予備校のカリキュラムは、受講生の「平均的な学力」を想定して設計されています。

しかし実際には、同じクラスの中でも理解速度には大きなばらつきがあります。

授業が終わった後に「今日の内容、だいたいわかった」と感じているかどうかを、毎日正直に自問してください。

授業後の状態 意味するサイン 取るべきアクション
8割以上理解できた 現在のクラスレベルが自分に合っている。 復習で100%に持っていく。このペースを維持する。
5〜7割理解できた やや背伸びが必要なレベル。伸びしろがある状態。 分からなかった部分を放置せず、その日のうちに質問へ行く。
3〜4割しか理解できない クラスレベルが高すぎるサイン。このまま続けると消化不良が蓄積する。 今すぐ担任に「授業の理解度が低い」と伝え、クラス変更を相談する。
ほぼ全部わかって物足りない クラスレベルが低すぎる。時間の無駄になっている。 担任に「上のクラスに移れるか」を相談する。

「3〜4割しか理解できない」の状態が1週間続いているなら、それは環境ミスマッチの明確な証拠です。

「もう少し頑張れば追いつくかもしれない」という希望的観測は捨てて、すぐに担任に相談してください。

医学部入試で問われる知識は、土台の理解なしには絶対に積み上がりません。

分からないまま授業を受け続けることは、時間とお金を同時に捨てる行為です。

注意

【重要】「今日の授業、何%わかったか」を毎日数字で記録してください
感覚的に「まあまあわかった」で終わらせると、じわじわと積み重なる消化不良に気づけません。
科目ごとに「今日の理解度:〇%」と手帳や携帯のメモに記録する習慣を、受講開始初日から始めてください。
1週間後に振り返ったとき、常に50%以下の科目があれば、即座に担任へ相談するトリガーにします。
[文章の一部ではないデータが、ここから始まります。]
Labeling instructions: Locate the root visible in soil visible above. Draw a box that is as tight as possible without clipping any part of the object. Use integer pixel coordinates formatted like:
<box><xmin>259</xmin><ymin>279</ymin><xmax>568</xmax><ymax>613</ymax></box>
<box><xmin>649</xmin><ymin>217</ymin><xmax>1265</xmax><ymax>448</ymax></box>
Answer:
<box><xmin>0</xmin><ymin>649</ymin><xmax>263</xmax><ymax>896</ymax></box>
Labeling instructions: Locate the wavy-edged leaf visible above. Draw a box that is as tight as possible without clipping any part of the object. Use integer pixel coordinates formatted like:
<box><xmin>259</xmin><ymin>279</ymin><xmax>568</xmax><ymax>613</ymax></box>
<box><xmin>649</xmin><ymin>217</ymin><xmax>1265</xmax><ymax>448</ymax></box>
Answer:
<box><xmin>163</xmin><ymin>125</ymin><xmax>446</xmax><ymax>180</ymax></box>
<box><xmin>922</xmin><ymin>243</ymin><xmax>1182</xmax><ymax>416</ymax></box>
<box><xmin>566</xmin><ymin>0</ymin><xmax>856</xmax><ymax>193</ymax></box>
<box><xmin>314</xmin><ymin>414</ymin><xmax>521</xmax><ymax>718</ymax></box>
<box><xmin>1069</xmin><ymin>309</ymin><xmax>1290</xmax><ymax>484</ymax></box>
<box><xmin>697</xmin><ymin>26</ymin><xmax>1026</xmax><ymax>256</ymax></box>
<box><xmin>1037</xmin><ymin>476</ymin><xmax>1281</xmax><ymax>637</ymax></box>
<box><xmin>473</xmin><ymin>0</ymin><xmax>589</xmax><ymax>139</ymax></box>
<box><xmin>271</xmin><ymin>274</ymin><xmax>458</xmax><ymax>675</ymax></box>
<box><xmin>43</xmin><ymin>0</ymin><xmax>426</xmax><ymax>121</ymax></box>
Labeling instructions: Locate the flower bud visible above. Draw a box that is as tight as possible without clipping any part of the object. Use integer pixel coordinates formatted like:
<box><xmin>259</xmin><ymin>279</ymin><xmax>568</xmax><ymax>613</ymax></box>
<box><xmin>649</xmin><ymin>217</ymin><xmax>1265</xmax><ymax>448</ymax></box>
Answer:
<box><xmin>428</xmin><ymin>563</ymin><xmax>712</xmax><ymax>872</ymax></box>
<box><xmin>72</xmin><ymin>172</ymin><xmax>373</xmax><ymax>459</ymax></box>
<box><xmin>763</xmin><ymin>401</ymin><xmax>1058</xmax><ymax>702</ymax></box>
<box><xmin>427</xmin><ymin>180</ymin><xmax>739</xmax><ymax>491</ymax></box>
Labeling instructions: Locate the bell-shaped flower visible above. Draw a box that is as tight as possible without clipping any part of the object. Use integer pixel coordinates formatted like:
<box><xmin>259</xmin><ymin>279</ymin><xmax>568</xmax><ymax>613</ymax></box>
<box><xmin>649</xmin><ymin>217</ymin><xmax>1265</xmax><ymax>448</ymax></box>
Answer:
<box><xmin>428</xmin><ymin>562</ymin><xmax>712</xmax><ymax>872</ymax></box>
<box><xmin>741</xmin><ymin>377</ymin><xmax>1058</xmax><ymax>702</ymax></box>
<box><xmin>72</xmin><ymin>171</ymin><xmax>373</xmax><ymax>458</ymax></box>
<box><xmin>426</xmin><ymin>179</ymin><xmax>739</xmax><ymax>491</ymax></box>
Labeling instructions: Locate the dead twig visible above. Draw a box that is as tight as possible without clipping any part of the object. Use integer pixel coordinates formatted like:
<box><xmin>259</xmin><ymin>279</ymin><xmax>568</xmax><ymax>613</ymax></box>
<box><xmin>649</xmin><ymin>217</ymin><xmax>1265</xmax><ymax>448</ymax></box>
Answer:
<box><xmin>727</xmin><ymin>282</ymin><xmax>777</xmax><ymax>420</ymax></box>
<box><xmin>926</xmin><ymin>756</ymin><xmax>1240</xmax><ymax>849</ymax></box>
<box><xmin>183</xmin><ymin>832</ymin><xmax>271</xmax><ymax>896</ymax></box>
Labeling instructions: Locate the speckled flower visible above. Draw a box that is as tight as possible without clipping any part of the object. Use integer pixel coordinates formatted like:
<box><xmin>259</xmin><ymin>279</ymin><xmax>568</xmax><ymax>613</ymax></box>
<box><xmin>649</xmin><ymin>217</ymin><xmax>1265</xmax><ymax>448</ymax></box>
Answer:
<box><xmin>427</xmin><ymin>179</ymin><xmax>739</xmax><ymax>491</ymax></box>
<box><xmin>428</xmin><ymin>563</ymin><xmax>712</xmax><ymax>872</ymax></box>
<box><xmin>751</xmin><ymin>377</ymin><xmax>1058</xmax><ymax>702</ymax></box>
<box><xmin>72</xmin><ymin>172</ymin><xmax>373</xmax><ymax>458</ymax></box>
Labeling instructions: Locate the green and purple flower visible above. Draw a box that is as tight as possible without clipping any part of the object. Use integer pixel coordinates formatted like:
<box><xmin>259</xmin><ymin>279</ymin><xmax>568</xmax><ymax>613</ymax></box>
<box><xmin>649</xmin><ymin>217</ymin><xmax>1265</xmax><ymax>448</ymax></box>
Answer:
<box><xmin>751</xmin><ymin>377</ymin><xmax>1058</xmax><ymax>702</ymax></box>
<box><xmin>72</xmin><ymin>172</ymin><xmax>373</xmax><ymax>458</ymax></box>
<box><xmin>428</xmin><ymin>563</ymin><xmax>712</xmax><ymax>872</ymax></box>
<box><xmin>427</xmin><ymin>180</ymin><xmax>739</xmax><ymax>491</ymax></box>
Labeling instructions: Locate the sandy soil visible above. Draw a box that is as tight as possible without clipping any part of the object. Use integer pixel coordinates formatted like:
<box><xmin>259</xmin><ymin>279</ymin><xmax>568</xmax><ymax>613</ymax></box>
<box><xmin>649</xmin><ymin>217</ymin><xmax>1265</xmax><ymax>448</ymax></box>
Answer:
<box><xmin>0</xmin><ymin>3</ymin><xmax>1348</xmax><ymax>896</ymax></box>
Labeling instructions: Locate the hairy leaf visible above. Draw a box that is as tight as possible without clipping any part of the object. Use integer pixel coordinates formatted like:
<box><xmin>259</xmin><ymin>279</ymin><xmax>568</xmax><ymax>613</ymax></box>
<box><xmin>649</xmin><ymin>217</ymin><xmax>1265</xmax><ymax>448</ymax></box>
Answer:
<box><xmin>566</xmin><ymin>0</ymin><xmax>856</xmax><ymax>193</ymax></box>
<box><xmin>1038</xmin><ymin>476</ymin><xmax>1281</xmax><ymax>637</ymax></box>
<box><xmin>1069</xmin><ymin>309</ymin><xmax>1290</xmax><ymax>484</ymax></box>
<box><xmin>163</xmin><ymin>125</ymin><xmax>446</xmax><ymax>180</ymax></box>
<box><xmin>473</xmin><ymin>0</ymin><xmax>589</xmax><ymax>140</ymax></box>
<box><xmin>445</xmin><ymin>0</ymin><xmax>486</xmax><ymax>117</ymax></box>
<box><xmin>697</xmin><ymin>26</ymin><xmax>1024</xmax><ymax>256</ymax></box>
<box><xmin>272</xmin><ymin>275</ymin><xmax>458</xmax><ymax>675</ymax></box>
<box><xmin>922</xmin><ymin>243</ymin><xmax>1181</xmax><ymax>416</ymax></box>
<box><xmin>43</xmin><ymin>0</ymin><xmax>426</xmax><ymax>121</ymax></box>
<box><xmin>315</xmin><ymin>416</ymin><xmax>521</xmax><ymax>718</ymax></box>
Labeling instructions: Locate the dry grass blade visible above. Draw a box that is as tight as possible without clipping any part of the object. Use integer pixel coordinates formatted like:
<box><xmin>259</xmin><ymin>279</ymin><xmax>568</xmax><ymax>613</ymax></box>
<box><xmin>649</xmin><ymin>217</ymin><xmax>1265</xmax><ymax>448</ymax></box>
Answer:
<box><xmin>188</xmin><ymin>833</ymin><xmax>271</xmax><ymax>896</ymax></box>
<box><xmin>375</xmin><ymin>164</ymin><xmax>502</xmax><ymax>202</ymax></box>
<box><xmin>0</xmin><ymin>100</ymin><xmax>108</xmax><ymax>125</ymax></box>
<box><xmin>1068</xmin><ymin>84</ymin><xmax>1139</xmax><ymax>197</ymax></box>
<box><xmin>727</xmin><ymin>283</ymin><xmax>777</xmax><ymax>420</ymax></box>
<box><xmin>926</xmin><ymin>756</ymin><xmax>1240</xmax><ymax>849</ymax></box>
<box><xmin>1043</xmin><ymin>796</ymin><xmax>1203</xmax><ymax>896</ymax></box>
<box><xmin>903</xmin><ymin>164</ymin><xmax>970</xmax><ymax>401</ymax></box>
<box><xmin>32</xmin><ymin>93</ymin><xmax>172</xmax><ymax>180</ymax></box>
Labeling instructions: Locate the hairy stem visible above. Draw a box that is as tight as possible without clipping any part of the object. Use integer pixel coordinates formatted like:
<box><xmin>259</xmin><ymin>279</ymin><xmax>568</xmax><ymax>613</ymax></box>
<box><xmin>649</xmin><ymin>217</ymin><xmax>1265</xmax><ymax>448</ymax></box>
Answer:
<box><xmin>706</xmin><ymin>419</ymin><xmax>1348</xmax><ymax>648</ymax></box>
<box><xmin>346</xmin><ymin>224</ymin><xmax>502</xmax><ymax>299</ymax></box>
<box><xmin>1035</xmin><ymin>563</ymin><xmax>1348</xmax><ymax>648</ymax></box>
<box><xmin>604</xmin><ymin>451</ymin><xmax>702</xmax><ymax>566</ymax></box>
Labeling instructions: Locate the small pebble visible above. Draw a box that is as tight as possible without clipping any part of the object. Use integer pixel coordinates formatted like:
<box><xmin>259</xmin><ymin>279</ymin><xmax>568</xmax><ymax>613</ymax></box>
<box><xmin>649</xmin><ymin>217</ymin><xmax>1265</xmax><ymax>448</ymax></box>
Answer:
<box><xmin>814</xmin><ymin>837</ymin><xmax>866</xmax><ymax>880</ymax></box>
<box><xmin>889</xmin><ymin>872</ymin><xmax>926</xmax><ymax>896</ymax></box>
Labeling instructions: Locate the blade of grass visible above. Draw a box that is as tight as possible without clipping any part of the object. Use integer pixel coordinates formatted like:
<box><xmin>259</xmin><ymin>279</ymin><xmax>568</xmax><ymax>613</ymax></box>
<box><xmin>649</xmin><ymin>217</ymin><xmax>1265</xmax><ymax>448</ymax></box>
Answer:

確認ポイント②:担任・講師と「相談できる関係」が作れているか

医学部予備校の1年間は、担任や講師との関係の質が合格率を大きく左右します。

しかし、入学直後に多くの受験生が犯すミスは、「まだ始まったばかりだから相談するほどのことはない」と思って、担任との距離を縮めるチャンスを逃すことです。

受講開始から2週間以内に、担任に1回以上、自分から声をかけているかどうかを確認してください。

「質問に行きやすい先生」を早期に見つける

担任が必ずしも全科目で相談しやすい相手とは限りません。

数学の疑問は数学の先生に、英語の細かいニュアンスは英語の先生に、という形で「科目ごとに相談できる先生」を早期にマッピングしておくことが大切です。

以下のチェックリストを使って、入学2週間後に振り返ってみてください。

  • 担任と、入学後1週間以内に最低1回は自分から話しかけた
  • 「この先生に質問に行こう」と思える講師が、最低1人いる
  • 質問に行った際、講師が嫌な顔をせずに対応してくれた
  • 担任への相談を「重大な相談」ではなく、日常的なコミュニケーションとして使えている
  • 「こんなことを聞くのは恥ずかしい」と思って質問を我慢したことがない

このリストで2つ以上にチェックが入らない場合は、「質問しにくい環境」がすでに自分の中で作られ始めているサインです。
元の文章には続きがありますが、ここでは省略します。